Collaboration Across Disciplines
In 2025, MetStudios will launch its BA (Hons) Animation course, which will naturally overlap with our games curriculum. Both disciplines share tools like Maya, and students from both fields will benefit from the crossover in skill sets. Whether you’re animating characters for a game or for a film, the underlying principles – from anatomy to rigging – remain the same.
If you look at Netflix’s Love, Death and Robots, the vast majority of animation in that is made using the same tool chain as games do. There’s a massive amount of crossover in the kind of things you need to understand.
A 3D artist needs to understand anatomy, facial anatomy, and so on. A 3D animator needs to understand facial muscles, facial movement, anatomy, and creature movement, bipedal movement and quadruped movement. To create strange dragons with six legs and wings, you need to understand how they would move. These are skills that both disciplines need to develop.

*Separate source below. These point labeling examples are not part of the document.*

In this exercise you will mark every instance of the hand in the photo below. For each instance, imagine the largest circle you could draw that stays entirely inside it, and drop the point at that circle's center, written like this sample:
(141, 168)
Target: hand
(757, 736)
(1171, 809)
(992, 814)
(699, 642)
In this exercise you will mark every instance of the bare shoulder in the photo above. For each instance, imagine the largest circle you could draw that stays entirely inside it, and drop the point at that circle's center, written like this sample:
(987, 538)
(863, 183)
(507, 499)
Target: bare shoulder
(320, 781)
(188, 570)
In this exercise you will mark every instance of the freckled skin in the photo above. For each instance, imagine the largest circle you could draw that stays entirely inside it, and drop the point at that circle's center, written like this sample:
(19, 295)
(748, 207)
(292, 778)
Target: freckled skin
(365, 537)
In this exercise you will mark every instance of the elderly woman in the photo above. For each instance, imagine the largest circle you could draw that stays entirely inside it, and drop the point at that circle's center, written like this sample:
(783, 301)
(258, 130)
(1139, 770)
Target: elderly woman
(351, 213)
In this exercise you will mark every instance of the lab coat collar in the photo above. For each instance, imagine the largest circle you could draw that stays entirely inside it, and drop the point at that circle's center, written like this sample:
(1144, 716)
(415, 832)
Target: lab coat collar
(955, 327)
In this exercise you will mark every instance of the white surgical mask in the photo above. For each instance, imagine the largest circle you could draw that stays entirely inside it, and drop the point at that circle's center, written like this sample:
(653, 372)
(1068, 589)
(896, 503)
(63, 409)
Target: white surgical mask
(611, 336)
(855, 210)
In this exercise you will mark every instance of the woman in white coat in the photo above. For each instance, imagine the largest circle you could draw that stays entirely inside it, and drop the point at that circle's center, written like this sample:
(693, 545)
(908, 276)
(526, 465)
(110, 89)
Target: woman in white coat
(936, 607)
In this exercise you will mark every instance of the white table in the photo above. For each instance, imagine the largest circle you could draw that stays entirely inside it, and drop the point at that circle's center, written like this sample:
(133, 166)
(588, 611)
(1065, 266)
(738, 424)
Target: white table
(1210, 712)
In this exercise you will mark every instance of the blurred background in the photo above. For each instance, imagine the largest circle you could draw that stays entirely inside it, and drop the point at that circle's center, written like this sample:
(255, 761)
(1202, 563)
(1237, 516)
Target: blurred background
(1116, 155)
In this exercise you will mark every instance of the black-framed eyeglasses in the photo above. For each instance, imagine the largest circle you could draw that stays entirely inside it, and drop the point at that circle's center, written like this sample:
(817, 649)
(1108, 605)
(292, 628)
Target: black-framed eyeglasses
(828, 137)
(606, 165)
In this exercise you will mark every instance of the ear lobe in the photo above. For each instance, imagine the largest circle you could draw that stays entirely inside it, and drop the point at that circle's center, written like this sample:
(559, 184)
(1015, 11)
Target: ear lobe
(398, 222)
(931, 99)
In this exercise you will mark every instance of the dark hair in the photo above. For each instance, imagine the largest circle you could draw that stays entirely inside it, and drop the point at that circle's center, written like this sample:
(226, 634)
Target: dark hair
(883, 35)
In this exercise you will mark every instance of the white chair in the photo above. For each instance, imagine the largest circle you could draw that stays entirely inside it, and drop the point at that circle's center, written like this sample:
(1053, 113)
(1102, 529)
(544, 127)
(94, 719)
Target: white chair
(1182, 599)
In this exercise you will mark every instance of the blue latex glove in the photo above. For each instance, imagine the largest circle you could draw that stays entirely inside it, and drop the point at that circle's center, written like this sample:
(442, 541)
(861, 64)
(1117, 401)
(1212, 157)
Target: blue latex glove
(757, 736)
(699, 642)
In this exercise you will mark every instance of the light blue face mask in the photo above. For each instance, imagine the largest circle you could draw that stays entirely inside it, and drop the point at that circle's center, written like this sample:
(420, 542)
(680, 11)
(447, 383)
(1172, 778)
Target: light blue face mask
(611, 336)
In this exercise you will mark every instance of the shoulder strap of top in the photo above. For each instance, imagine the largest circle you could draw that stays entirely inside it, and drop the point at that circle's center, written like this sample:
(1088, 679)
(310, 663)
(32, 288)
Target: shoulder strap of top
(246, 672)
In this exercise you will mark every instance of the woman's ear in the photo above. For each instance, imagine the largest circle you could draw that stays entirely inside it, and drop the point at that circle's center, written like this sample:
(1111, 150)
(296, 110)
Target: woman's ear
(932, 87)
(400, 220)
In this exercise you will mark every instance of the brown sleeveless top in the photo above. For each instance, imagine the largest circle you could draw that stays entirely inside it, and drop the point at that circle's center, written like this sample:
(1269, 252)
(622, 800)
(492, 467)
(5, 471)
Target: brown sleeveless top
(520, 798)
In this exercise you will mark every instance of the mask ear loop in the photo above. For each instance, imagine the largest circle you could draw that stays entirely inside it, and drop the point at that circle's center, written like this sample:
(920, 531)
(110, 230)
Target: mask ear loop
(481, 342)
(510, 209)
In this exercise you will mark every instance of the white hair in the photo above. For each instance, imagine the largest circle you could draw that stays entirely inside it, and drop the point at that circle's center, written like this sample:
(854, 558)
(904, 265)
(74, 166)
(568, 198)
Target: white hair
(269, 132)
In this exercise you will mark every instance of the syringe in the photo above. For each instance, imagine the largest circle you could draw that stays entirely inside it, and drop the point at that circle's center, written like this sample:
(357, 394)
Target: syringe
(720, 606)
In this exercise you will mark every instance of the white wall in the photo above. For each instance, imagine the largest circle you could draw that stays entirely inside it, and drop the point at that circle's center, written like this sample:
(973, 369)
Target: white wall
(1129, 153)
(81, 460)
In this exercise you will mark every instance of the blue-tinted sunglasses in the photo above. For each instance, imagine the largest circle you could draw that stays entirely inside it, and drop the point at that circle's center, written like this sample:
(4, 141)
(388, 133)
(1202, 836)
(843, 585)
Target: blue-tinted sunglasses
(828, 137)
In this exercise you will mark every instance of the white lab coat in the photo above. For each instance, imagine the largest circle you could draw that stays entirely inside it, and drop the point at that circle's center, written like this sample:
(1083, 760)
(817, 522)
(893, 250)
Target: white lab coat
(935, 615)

Beyond Games: Opportunities in VFX and Virtual Production
The skills we teach extend far beyond the games industry. Tools like Unreal and Unity are now integral to film and VFX production, particularly in virtual production techniques. We built our games studio with a multidisciplinary approach in mind, and students often find opportunities in VFX, animation, and film production as a result of the broad tool chain we offer. The outcomes may be different, but the processes are very similar. At the heart of everything we do at MetStudios, those three disciplines of games, animation and VFX, are always the cornerstone of our thinking in terms of the facilities we offer.
Master your craft
At MetStudios, our goal is to prepare students for the real world by immersing them in both the technical and creative aspects of games development. From the tools they use to the way they engage with both digital and physical mediums, our students leave equipped with a deep understanding of their craft. The interdisciplinary nature of our curriculum ensures that they are not only prepared for the games industry but also for opportunities in film, animation, and beyond.